Is Sprawl to Blame for Municipal Bankruptcies?

As the fear of more local government bankruptcies rises, William Fulton argues that sprawling development patterns play a key role in leading cities to run in the red.

It's become unquestionable that sprawl is unsustainable from an environmental point of view. But what about fiscal sustainability? Former Ventura, California Mayor William Fulton, and current Vice President for the policy and programs at Smart Growth America, opines on sprawl's role in the increasing financial woes facing many U.S. cities. "When sprawling new development happens, it's easy to mistake that for prosperity," he says. "New buildings and wide roads look great when they first meet the eye. But over time, distant development costs more, gradually bleeding taxpayers and putting the hurt on municipal budgets."
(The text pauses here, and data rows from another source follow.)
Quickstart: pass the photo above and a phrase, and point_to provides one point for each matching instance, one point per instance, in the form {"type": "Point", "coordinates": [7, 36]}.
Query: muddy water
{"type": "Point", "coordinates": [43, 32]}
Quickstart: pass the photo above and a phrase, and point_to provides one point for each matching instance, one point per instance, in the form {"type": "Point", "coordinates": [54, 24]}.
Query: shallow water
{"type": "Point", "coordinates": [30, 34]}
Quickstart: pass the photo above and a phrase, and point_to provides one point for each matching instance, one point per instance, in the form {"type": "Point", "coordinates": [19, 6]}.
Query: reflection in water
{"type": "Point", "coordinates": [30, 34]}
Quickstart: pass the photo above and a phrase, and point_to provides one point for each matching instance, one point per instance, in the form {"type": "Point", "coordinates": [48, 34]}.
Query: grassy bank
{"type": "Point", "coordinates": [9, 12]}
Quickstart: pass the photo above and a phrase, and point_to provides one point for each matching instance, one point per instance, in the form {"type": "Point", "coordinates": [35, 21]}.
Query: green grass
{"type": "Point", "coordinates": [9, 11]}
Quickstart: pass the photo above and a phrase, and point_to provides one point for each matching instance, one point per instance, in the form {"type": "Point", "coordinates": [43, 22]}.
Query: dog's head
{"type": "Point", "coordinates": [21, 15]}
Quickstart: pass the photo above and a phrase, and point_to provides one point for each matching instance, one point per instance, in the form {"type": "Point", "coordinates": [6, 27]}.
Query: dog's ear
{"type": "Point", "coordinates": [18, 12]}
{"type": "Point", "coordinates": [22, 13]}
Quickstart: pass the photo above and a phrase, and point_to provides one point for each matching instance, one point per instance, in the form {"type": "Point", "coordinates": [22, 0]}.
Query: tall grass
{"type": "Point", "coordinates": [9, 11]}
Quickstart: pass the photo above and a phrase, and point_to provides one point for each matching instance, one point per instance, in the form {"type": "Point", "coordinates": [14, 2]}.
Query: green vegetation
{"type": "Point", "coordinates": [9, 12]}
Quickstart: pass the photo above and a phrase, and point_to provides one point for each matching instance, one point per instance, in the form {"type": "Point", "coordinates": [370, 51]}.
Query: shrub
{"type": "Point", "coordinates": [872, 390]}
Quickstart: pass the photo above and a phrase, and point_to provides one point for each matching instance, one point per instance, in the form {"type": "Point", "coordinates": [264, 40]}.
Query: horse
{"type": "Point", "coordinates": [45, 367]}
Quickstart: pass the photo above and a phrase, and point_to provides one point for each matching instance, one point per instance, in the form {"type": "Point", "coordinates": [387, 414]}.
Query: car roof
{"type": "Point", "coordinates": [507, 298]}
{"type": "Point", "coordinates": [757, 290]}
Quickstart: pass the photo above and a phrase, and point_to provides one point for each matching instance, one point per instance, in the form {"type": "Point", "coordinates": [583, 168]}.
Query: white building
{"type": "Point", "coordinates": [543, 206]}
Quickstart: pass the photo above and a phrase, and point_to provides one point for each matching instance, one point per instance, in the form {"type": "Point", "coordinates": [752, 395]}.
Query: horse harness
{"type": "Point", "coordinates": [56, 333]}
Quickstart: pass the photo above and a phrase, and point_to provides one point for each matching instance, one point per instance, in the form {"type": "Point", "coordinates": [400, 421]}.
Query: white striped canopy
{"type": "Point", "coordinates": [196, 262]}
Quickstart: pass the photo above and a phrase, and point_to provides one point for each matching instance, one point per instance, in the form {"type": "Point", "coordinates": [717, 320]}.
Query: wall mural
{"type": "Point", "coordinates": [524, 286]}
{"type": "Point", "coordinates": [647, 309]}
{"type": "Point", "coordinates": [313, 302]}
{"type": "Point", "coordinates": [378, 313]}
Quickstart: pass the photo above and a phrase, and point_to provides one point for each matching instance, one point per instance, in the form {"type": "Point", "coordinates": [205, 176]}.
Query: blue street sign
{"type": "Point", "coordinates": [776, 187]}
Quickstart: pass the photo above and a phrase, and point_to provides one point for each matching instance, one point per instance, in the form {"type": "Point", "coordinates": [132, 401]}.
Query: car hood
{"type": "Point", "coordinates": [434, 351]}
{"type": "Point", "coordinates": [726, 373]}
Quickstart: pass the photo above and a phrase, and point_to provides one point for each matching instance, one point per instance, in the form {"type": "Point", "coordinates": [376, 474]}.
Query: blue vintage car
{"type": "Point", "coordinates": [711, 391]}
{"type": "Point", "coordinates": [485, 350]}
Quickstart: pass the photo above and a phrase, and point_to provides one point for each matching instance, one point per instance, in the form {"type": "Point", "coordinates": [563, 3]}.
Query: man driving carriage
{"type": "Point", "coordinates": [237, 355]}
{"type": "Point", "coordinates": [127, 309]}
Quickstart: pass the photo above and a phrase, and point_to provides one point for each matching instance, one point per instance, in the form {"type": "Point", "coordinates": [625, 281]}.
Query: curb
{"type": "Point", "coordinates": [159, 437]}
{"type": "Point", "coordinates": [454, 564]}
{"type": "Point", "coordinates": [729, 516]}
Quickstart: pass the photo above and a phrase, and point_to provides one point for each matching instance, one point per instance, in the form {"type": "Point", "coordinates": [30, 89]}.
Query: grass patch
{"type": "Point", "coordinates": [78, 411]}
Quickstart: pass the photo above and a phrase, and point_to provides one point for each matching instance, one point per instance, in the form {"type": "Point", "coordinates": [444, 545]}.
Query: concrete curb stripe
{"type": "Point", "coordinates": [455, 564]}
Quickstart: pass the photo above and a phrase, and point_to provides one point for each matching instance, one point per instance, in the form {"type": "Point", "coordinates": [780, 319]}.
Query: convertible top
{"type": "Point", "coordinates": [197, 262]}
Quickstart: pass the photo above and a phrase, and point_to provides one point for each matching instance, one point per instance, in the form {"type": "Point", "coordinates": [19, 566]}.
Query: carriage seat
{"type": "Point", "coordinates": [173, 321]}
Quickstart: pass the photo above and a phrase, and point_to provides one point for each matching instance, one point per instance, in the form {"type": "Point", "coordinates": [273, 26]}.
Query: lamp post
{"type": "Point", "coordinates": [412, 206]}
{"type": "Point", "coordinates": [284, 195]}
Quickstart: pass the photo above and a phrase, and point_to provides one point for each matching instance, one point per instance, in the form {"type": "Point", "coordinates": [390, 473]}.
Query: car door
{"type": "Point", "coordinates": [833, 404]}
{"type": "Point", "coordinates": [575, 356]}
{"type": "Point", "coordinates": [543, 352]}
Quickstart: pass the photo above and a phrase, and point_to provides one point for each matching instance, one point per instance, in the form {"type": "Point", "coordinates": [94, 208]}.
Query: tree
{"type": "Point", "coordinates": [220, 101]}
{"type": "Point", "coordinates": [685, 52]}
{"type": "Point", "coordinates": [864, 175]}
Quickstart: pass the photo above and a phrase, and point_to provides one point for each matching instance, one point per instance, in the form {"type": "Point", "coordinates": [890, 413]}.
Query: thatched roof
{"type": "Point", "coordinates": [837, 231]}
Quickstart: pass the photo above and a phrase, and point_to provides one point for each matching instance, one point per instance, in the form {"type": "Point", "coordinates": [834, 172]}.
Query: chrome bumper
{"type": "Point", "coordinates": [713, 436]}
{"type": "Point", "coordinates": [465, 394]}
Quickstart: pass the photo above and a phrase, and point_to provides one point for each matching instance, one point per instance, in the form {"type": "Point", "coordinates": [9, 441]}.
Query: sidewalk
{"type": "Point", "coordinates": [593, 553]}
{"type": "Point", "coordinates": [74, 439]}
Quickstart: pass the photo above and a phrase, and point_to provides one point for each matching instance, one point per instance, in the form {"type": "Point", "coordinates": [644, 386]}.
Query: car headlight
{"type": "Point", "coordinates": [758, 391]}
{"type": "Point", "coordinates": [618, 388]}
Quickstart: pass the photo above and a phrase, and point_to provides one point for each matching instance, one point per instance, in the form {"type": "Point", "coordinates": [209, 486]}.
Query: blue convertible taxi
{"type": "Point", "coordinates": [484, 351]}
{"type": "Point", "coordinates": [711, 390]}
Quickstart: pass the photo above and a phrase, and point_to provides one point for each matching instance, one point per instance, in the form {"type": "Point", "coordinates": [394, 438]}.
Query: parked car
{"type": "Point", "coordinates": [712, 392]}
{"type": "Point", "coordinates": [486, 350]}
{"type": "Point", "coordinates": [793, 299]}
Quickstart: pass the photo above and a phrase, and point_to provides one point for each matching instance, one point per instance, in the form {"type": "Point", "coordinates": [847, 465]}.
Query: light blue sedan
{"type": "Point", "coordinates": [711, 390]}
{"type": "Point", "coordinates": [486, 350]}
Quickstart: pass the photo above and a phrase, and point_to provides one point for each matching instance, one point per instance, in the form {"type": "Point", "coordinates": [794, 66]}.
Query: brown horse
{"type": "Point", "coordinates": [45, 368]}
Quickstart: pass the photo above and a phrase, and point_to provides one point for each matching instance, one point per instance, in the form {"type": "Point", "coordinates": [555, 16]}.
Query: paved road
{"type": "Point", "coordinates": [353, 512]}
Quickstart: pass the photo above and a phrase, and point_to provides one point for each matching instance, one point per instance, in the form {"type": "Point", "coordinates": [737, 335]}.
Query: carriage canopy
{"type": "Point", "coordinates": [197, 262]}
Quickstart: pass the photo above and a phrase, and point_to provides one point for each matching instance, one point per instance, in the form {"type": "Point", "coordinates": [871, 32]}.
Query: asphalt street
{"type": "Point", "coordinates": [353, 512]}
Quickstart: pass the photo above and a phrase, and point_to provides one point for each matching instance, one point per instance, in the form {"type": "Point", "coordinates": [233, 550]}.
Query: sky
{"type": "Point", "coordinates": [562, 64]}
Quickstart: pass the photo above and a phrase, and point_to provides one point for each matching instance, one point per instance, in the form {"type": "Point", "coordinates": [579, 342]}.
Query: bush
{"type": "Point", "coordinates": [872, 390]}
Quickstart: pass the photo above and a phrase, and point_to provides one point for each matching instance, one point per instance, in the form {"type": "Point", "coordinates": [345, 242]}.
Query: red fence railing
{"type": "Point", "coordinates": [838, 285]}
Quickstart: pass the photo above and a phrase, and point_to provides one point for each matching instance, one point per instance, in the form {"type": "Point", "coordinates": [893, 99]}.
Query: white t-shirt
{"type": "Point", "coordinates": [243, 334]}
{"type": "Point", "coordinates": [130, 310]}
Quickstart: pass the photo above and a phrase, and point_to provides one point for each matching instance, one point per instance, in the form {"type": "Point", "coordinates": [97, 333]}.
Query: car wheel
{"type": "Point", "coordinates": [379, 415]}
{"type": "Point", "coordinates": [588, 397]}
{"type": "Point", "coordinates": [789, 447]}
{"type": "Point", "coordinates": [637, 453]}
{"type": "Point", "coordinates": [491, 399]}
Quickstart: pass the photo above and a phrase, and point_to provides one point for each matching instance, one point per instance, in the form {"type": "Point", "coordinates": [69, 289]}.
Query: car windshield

In California, especially, where sprawl ran rampant in places such as the now-bankrupt cities of San Bernardino and Stockton, revenue strategies focused that are focused on perpetual low-density development put a strain on municipal budgets once the tap runs dry. For example, "[w]hen a real estate bust hits – as it did starting in 2008 – there's no more new development to subsidize sprawling development, and cities start to run in the red," says Fulton, calling such development strategies a "Ponzi scheme."

To solve this problem, Fulton advocates for denser development, "[w]here businesses go, where houses go, where roads go, where sidewalks go, where farms and natural spaces go – all of these things collectively affect a community's economic performance and the cost of providing services there. Put things closer together, the services cost less."

"What seems cheap on the one hand isn't always when you look at it over the long haul," writes Fulton.